Libraries don’t really get the respect they deserve in primary schools. Unlike most secondary schools, not all primaries even have a dedicated library space - some are nothing more than a cramped corridor en route to the toilets. What about yours?
Factors that contribute to a successful school library include effective communication, stock management, marketing, and having a dedicated space run by a member of staff. If your library is none of these thing, it sounds as though Junior Librarian might be the very thing you need to professionalise your provision.
Junior Librarian is a classy and extraordinary web-based library management system accessed via a web browser. It manages and tracks each book in your school using a barcode reader, serial code stickers and individual logins. The .net version of Junior Librarian uses a Silverlight environment where children can scan books in and out, as well as reserve and review books online. Ah, the use of ICT on a daily basis for a real purpose – tick. If you want to find out a pupil’s borrowing history and their reading level, then just look on the system!
Setting up Junior Librarian takes time to start off with because all your books need registering. The software is helpful here though because it recognises the books you scan and automatically adds an image and summary to your records.
Once Junior Librarian has been opened there are two different interfaces, either Junior Classic or Beach Scene. The latter is my favourite and is far more engaging for children. The interface you choose then lets you open up a number of interactive features. A first port of call for children is ‘New Book In The Library’, which links to all the latest titles you have in stock. Click on a book and this will bring up further details, including – in some cases – an author video, so children get to see and hear from the creator of the story. (This might cut down the cost of author visits for book week.) There is a ‘Who Next?’ feature that recommends other books that children might like to read, and Junior Librarian also links to ITV’s excellent Signed Story site, which is perfect for developing literacy in deaf children.
There is the option to read reviews written by other pupils so children can see what their friends have written about a particular book before adding their own comments and views.

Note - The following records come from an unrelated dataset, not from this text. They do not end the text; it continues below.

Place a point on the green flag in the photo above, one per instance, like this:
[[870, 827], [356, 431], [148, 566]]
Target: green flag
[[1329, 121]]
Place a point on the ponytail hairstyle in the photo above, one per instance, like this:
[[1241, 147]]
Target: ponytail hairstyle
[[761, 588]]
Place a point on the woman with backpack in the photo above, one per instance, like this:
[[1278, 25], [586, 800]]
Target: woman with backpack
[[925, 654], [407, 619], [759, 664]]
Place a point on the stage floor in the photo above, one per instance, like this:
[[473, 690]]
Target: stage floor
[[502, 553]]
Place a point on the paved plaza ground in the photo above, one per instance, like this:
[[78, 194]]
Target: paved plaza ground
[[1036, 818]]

I love this feature because it really engages children with a book and encourages them to become writers and leave their own literary footprint on the school system.
If you are wondering how you might access all these features beyond the school gates then remember – this is an online facility, so you can visit your library at any time using an internet connected PC. There is also an app for phones and tablets, so there are plenty of opportunities for visiting and engaging with the school library. Children can click through to their homepage and customise it to their taste, and this extends to multilingual support for pupils whose first language is not English.
One of the best features is the ‘Enquiry’ section. Here pupils can search for what they are interested in according to pictures, names, and titles. They can also make use of an advanced search option. If children are undecided on what to read, they can click on a wheel and this will generate some different choices from a range of subjects.
Junior Librarian integrates with Accelerated Reader from Renaissance Learning, which means certain titles can be accessed that link to levelled quizzes.
So, with Junior Librarian you get to create an engaging online library for everyone in your school with bags of pupil appeal. Your books won’t get ‘lost’ because you will know exactly who has what. You can track reading progress and trends simply (e.g. discover books most commonly read by boys and girls), link the library to your school VLE, set up an asset register, embed ICT and literacy, and get parents involved. The user guide is brilliant and would answer any of your questions. What’s not to like?
Obviously funding, staffing and accommodation are critical success factors, but if you can overcome these considerations and you think a change is long overdue, Junior Librarian would make a great choice. Fifty per cent of primary schools in the UK are already using the service, so this tells you it can’t be half bad. Junior Librarian is a brilliant piece of self-service technology and offers children a truly unique experience of the library, even when the school is closed.